Ph.D Thesis

Ph.D StudentSason-Bauer Hagit
SubjectRole of the Brain Transporters Asc-1 and ASCT1 in D-Serine
Homeostasis; Synaptic Activity and Behavior
DepartmentDepartment of Medicine
Supervisors PROF. Herman Wolosker
ASSOCIATE PROF. Avraham Avital
Full Thesis textFull thesis text - English Version


____________________________________________________________________ d-Serine is a physiologic regulator of NMDA receptor (NMDAR) activity but its release mechanisms are yet to be fully elucidated. d-Serine dynamics is regulated by the Asc-1 (SLC7a10), a neuronal transporter that exchanges d-serine for small neutral amino acids.

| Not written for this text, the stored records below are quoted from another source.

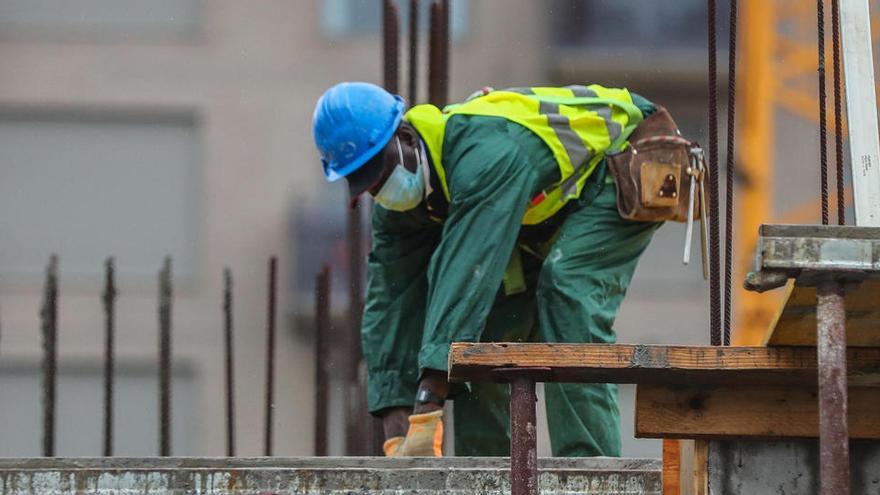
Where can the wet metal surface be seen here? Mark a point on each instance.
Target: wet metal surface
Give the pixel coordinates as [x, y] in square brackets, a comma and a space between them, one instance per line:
[49, 327]
[271, 316]
[109, 300]
[740, 467]
[831, 352]
[595, 476]
[523, 437]
[165, 301]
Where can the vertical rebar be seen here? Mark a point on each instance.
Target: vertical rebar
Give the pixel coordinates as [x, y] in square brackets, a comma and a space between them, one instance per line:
[322, 329]
[270, 354]
[165, 296]
[731, 168]
[714, 234]
[438, 53]
[413, 51]
[109, 301]
[823, 114]
[391, 46]
[524, 438]
[833, 423]
[361, 439]
[49, 326]
[838, 111]
[228, 351]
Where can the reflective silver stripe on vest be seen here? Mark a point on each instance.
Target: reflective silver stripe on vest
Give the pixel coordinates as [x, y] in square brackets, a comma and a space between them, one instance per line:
[614, 128]
[522, 91]
[581, 91]
[577, 151]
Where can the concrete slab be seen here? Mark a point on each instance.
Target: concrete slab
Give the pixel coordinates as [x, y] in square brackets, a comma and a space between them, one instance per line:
[328, 475]
[791, 467]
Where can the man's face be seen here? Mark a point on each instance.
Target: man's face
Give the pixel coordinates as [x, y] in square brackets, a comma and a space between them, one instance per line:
[401, 149]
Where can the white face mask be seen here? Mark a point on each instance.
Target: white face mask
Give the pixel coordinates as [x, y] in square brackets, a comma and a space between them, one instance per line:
[403, 190]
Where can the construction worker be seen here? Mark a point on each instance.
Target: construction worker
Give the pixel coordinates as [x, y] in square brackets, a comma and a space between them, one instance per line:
[495, 220]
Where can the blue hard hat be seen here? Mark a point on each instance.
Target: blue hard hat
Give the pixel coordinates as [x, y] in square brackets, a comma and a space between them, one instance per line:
[353, 121]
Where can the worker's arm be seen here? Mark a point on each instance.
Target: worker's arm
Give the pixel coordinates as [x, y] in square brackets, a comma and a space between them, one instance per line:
[491, 179]
[394, 312]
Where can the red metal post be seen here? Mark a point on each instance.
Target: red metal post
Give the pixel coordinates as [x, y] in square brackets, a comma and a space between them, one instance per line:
[833, 423]
[523, 437]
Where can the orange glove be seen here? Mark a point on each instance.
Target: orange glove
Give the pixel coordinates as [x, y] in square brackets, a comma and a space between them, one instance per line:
[425, 436]
[392, 446]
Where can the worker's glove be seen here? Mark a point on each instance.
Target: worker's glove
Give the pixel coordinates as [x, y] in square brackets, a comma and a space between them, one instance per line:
[392, 446]
[425, 436]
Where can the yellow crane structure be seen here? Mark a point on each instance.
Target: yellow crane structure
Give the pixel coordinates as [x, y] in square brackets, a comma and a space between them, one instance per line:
[778, 70]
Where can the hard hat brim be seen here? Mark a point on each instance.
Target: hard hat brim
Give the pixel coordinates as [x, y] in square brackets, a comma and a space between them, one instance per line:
[334, 172]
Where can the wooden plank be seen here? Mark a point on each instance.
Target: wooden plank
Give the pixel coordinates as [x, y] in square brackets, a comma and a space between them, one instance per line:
[627, 363]
[743, 411]
[795, 324]
[671, 467]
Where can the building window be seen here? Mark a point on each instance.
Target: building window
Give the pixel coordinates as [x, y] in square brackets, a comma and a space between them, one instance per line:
[341, 18]
[86, 186]
[634, 23]
[99, 17]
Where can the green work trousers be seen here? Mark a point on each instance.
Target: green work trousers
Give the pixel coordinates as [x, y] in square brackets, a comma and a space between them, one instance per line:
[572, 295]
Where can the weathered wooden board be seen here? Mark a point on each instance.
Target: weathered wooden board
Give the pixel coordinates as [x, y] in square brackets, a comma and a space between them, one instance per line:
[795, 323]
[746, 411]
[626, 363]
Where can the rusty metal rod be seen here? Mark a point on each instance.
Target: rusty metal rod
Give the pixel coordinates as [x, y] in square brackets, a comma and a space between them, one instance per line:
[391, 46]
[322, 329]
[228, 351]
[270, 354]
[523, 436]
[413, 81]
[833, 422]
[49, 326]
[109, 301]
[165, 296]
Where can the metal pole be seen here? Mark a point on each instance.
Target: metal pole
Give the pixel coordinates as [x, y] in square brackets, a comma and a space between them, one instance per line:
[49, 320]
[165, 294]
[109, 300]
[228, 347]
[414, 6]
[524, 437]
[322, 329]
[831, 351]
[270, 355]
[861, 108]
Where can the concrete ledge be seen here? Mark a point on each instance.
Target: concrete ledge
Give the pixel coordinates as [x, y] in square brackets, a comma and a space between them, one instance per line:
[328, 475]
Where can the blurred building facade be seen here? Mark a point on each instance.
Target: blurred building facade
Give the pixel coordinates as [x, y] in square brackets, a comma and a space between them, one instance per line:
[182, 127]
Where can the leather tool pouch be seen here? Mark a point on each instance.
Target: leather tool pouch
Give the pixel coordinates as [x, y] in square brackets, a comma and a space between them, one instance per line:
[656, 173]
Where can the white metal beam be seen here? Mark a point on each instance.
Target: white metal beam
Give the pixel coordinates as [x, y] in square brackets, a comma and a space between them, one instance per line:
[861, 106]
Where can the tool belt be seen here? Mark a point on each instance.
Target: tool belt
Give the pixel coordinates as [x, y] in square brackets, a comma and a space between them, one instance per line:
[657, 174]
[660, 176]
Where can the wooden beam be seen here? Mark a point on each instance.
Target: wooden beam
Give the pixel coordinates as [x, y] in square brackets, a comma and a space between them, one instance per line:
[746, 411]
[626, 363]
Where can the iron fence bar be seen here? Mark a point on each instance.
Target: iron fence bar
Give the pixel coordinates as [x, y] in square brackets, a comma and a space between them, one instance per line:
[165, 302]
[228, 351]
[413, 82]
[271, 315]
[833, 423]
[322, 329]
[49, 326]
[109, 302]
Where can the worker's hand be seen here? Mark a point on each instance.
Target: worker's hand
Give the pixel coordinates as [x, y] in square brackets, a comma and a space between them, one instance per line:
[425, 436]
[391, 447]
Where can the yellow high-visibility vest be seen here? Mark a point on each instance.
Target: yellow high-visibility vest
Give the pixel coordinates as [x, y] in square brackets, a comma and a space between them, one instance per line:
[578, 123]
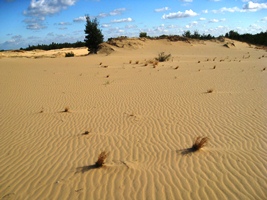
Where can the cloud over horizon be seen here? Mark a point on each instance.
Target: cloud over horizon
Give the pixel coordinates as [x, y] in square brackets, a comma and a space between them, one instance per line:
[38, 10]
[179, 14]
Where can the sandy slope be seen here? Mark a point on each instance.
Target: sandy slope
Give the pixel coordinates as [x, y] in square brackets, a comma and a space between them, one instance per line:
[145, 117]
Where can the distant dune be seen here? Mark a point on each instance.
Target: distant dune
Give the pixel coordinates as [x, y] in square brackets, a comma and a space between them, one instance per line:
[58, 114]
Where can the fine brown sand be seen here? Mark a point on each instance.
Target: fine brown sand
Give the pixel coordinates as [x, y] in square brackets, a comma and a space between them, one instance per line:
[145, 115]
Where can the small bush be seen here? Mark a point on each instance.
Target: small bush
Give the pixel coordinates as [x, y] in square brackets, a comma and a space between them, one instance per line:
[199, 143]
[69, 54]
[67, 109]
[209, 91]
[162, 57]
[101, 159]
[143, 34]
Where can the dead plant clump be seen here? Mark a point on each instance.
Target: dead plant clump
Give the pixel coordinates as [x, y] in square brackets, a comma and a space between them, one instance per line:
[162, 57]
[101, 159]
[199, 143]
[209, 91]
[67, 109]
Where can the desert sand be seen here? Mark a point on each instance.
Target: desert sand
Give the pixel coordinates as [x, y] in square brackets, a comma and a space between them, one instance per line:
[146, 115]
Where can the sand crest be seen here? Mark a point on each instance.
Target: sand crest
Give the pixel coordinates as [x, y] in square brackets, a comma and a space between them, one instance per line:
[146, 115]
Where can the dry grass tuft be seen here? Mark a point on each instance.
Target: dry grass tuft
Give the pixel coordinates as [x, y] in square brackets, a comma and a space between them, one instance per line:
[209, 91]
[86, 133]
[162, 57]
[101, 159]
[67, 109]
[199, 143]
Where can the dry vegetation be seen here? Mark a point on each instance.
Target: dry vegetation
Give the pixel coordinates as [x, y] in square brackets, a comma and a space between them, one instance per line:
[209, 91]
[67, 109]
[199, 143]
[101, 159]
[162, 57]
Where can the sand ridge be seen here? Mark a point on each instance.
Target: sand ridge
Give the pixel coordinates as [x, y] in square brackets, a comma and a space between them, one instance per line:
[144, 116]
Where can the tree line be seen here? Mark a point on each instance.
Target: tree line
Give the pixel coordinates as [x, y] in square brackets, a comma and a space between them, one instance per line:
[94, 37]
[258, 39]
[54, 45]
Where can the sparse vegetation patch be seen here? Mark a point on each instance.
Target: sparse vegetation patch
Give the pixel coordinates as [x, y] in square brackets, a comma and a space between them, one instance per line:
[162, 57]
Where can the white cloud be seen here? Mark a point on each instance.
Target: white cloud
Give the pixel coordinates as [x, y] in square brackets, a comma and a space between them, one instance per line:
[105, 25]
[114, 12]
[187, 1]
[216, 20]
[47, 7]
[80, 19]
[39, 9]
[250, 6]
[213, 21]
[224, 9]
[117, 11]
[122, 20]
[254, 6]
[162, 9]
[63, 23]
[187, 13]
[194, 23]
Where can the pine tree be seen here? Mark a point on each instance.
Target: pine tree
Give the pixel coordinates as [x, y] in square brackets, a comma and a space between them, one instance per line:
[93, 35]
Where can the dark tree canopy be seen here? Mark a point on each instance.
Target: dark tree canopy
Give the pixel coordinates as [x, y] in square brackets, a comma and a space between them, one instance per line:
[258, 39]
[93, 35]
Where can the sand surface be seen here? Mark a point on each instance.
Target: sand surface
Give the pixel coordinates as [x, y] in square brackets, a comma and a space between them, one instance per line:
[145, 115]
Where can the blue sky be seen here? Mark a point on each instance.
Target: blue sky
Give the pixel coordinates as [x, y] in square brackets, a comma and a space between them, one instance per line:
[31, 22]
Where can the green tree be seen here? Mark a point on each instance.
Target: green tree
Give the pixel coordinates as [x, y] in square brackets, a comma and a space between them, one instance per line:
[187, 34]
[93, 35]
[143, 34]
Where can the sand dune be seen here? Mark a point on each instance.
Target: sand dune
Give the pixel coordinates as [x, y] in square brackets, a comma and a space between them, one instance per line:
[145, 116]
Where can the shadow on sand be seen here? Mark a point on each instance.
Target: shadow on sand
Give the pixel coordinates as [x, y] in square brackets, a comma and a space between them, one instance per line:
[186, 152]
[86, 168]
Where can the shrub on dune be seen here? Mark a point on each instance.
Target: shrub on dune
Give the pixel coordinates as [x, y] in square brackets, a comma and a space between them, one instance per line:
[162, 57]
[199, 143]
[101, 159]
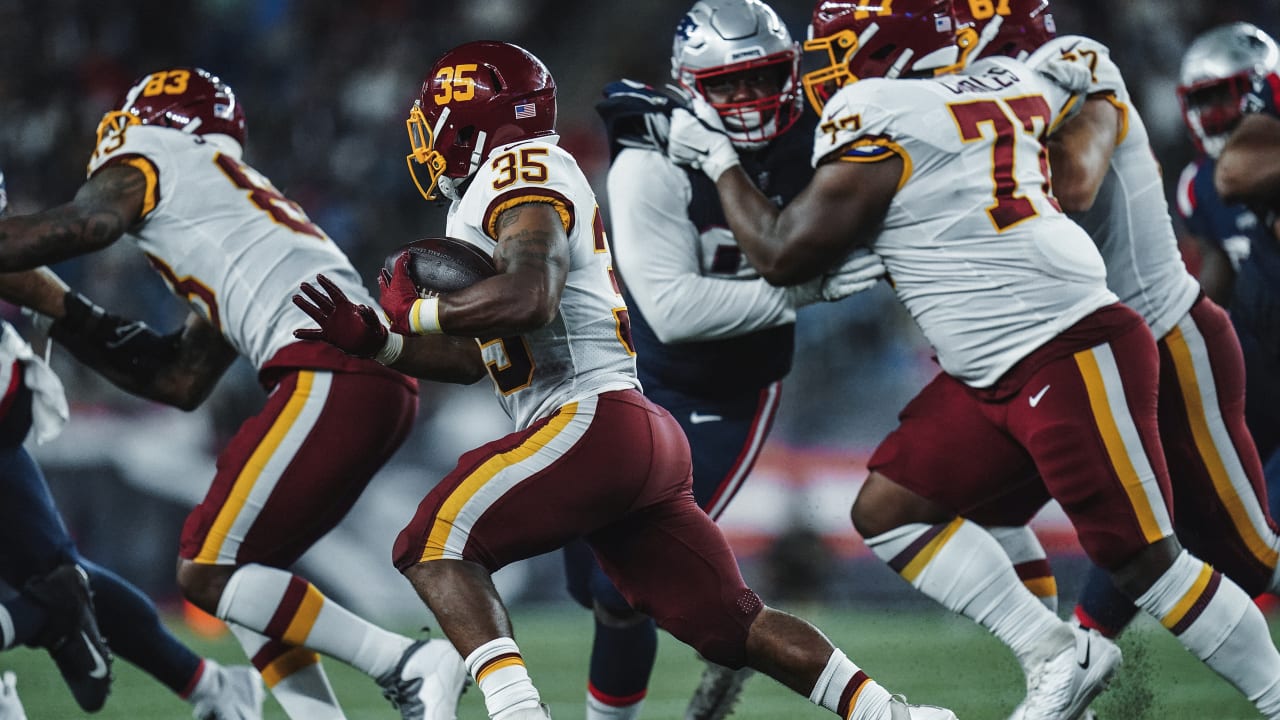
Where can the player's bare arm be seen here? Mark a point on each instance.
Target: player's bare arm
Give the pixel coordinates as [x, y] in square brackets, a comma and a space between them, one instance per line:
[182, 372]
[104, 208]
[201, 359]
[440, 358]
[533, 265]
[1080, 153]
[40, 290]
[840, 209]
[1248, 169]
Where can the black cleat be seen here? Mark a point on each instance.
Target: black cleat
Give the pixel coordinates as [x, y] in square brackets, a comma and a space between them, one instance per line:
[71, 636]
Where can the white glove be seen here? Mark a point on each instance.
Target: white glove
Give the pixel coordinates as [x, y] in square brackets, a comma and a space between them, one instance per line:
[698, 139]
[859, 272]
[10, 707]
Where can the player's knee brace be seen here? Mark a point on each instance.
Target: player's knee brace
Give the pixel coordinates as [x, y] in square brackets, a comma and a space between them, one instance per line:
[717, 630]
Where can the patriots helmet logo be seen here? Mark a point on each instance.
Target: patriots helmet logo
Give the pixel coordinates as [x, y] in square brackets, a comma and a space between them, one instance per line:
[686, 27]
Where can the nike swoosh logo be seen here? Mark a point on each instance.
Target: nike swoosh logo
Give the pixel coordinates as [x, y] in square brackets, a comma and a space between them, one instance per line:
[99, 670]
[1034, 399]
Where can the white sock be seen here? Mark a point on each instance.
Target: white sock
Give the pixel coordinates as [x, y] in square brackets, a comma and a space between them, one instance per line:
[282, 605]
[295, 677]
[1217, 623]
[7, 629]
[1029, 561]
[597, 710]
[867, 700]
[961, 566]
[499, 671]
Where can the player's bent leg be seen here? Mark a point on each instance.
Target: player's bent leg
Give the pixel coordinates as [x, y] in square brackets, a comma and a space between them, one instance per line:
[1102, 606]
[625, 643]
[1027, 554]
[720, 616]
[72, 636]
[1211, 616]
[293, 674]
[960, 565]
[137, 634]
[471, 614]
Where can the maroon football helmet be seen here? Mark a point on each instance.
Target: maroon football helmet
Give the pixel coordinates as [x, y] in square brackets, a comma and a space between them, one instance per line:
[476, 96]
[856, 39]
[187, 99]
[1014, 28]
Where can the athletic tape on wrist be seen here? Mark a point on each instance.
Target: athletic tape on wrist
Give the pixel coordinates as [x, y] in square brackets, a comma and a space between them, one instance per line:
[391, 350]
[424, 317]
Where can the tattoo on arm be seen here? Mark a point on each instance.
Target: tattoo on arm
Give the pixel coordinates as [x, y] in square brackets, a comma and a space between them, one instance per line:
[101, 212]
[530, 245]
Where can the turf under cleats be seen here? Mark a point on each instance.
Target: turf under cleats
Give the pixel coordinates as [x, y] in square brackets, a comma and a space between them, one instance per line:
[72, 636]
[1063, 683]
[233, 693]
[717, 693]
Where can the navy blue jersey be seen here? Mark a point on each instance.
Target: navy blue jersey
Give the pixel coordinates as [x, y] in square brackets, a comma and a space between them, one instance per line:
[1255, 254]
[744, 363]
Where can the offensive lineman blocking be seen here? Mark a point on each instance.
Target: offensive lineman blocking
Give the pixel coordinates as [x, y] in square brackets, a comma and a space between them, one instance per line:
[1043, 369]
[590, 456]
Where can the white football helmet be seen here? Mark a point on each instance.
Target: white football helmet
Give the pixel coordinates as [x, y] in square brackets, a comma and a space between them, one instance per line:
[1226, 73]
[718, 37]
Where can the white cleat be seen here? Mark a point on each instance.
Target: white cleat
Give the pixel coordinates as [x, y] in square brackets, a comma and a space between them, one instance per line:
[900, 710]
[10, 707]
[426, 682]
[717, 692]
[540, 712]
[1063, 684]
[236, 693]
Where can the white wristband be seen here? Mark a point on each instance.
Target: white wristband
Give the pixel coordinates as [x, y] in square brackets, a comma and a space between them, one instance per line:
[424, 317]
[392, 349]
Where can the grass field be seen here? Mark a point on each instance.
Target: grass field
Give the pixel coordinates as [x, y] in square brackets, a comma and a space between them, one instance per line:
[927, 655]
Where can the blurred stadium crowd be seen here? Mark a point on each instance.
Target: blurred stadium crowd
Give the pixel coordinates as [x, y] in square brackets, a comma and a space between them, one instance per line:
[327, 87]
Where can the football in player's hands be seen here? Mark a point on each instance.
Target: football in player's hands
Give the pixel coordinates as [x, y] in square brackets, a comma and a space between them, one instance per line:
[425, 268]
[442, 264]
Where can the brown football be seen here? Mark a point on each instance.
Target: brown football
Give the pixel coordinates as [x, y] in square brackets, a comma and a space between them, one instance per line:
[443, 264]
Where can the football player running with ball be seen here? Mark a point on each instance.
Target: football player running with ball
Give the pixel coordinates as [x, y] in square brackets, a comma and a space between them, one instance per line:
[168, 173]
[592, 458]
[945, 176]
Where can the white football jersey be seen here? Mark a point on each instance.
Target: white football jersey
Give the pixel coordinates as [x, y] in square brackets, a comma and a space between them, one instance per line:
[224, 238]
[1129, 219]
[586, 349]
[976, 246]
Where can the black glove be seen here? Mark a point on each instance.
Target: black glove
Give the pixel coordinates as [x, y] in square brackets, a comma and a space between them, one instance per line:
[105, 341]
[635, 115]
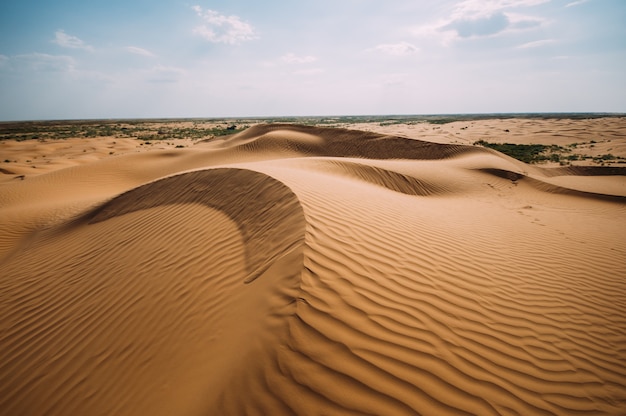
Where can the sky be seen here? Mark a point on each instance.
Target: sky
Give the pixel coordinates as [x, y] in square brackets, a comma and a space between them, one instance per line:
[70, 59]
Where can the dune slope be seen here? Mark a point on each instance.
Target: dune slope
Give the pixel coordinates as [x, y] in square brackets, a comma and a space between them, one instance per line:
[301, 270]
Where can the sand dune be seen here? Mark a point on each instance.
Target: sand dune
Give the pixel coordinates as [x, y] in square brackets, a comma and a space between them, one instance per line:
[306, 270]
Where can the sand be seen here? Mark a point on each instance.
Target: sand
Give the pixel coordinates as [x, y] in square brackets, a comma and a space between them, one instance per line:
[307, 270]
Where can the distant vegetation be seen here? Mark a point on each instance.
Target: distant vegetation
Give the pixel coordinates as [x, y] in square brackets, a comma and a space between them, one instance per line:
[137, 129]
[536, 153]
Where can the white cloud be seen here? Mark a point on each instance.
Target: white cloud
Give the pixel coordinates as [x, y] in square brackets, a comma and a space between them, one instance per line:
[291, 58]
[42, 62]
[472, 9]
[139, 51]
[165, 74]
[576, 3]
[536, 44]
[68, 41]
[396, 49]
[481, 18]
[218, 28]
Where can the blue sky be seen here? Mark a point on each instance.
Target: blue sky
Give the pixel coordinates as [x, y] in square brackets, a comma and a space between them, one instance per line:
[72, 59]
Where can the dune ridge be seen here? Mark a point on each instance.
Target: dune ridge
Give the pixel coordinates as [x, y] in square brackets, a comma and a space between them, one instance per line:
[306, 270]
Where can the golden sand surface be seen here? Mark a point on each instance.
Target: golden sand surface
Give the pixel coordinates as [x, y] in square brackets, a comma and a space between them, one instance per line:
[289, 269]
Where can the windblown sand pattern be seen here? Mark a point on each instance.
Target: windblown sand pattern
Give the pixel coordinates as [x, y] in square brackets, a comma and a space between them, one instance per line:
[303, 270]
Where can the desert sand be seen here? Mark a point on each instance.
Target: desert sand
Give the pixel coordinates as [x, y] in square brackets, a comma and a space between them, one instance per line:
[306, 270]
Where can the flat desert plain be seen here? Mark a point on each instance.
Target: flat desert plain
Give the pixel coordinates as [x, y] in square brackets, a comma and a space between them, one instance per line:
[376, 268]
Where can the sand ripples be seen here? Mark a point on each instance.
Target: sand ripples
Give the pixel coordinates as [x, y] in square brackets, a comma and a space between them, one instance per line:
[342, 276]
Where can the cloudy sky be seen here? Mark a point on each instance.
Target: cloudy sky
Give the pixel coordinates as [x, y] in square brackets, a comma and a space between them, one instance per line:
[70, 59]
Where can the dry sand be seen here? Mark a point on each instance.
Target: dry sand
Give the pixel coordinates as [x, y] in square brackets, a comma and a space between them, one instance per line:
[305, 270]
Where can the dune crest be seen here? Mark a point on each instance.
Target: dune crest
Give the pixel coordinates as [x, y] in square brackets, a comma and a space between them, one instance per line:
[306, 270]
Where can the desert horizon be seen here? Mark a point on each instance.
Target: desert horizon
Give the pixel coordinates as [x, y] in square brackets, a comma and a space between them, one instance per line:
[390, 265]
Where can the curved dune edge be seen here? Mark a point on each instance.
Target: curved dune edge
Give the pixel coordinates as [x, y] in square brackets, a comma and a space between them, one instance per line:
[150, 297]
[296, 270]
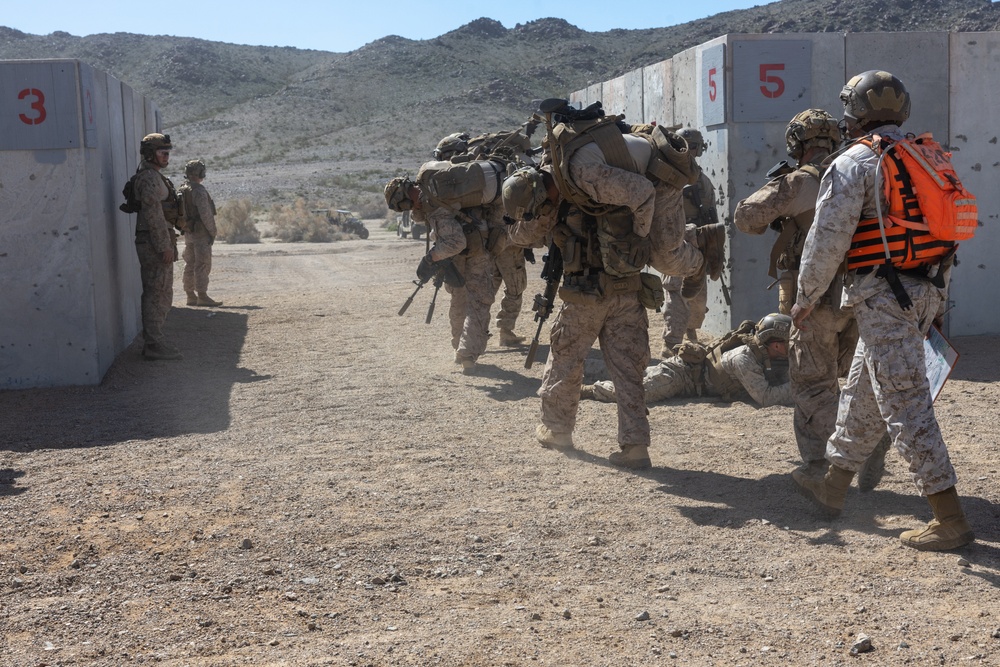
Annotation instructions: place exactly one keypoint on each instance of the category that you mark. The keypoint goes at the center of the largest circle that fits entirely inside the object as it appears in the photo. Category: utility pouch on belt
(622, 251)
(651, 295)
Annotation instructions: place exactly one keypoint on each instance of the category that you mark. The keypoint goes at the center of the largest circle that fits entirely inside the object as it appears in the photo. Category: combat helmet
(523, 194)
(812, 127)
(195, 169)
(397, 194)
(874, 98)
(154, 142)
(773, 327)
(696, 142)
(453, 144)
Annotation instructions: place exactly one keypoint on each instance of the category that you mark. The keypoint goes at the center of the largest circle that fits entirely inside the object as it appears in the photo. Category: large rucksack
(462, 185)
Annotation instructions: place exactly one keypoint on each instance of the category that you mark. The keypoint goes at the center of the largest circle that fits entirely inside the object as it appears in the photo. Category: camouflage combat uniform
(469, 310)
(620, 324)
(154, 236)
(821, 354)
(508, 269)
(198, 242)
(657, 207)
(686, 297)
(675, 377)
(887, 383)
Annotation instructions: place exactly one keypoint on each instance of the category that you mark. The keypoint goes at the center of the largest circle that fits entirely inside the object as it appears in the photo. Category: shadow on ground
(139, 399)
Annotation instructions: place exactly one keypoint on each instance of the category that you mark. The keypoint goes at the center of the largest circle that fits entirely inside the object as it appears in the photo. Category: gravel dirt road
(316, 483)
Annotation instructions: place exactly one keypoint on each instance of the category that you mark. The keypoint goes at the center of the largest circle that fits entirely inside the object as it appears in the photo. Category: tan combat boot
(510, 339)
(158, 352)
(633, 457)
(711, 241)
(949, 529)
(827, 492)
(553, 440)
(205, 300)
(874, 467)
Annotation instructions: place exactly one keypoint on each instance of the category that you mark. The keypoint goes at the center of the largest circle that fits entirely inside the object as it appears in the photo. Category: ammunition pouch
(776, 372)
(623, 252)
(671, 162)
(651, 293)
(581, 288)
(495, 240)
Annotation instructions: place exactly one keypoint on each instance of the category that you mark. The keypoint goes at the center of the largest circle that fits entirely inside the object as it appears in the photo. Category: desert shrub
(296, 222)
(235, 224)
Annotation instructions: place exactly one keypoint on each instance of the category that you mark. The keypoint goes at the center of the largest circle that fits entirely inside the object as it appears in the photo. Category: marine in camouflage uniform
(686, 297)
(462, 242)
(155, 244)
(741, 370)
(509, 270)
(821, 353)
(199, 209)
(618, 321)
(887, 385)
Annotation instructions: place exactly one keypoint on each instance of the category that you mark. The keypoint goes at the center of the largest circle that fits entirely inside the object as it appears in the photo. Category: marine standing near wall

In order to gain insight into the physiological role and the direction of Asc-1-mediated d-serine fluxes we developed a selective Asc-1 blocker. The inhibitor blocks Asc-1 without stimulating the amino acid hetero-exchange, and does not affect glycine transporters or other putative d-serine transporters. We show that Asc-1 blockade decreases both basal and hetero-exchange-mediated d-serine release from primary neuronal cultures and neocortical slices. d-Serine release rate is reduced in slices from Asc-1-KO mice, confirming the role of Asc-1 in d-serine release. Asc-1 inhibition decreases the expression of NMDAR-dependent long-term potentiation of synaptic activity at the hippocampal CA1 from adult rats, and this effect is preventable by adding exogenous d-serine. Our data demonstrate that Asc-1 mediates tonic co-agonist release, which is required for optimal NMDAR activation and synaptic plasticity. An additional aspect of our work deals with the role of ASCT1 (SLC1a4) in d-serine homeostasis. We established new ASCT1-KO mice and found that they display altered l- and d-serine homeostasis. Immunofluorescence studies demonstrated glial, but not neuronal expression, and the signal was absent in ASCT1-KO sections. Behavioral tests point to possible lower anxiety in ASCT1-KO mice, suggesting a novel role of this transporter in glial-neuron crosstalk.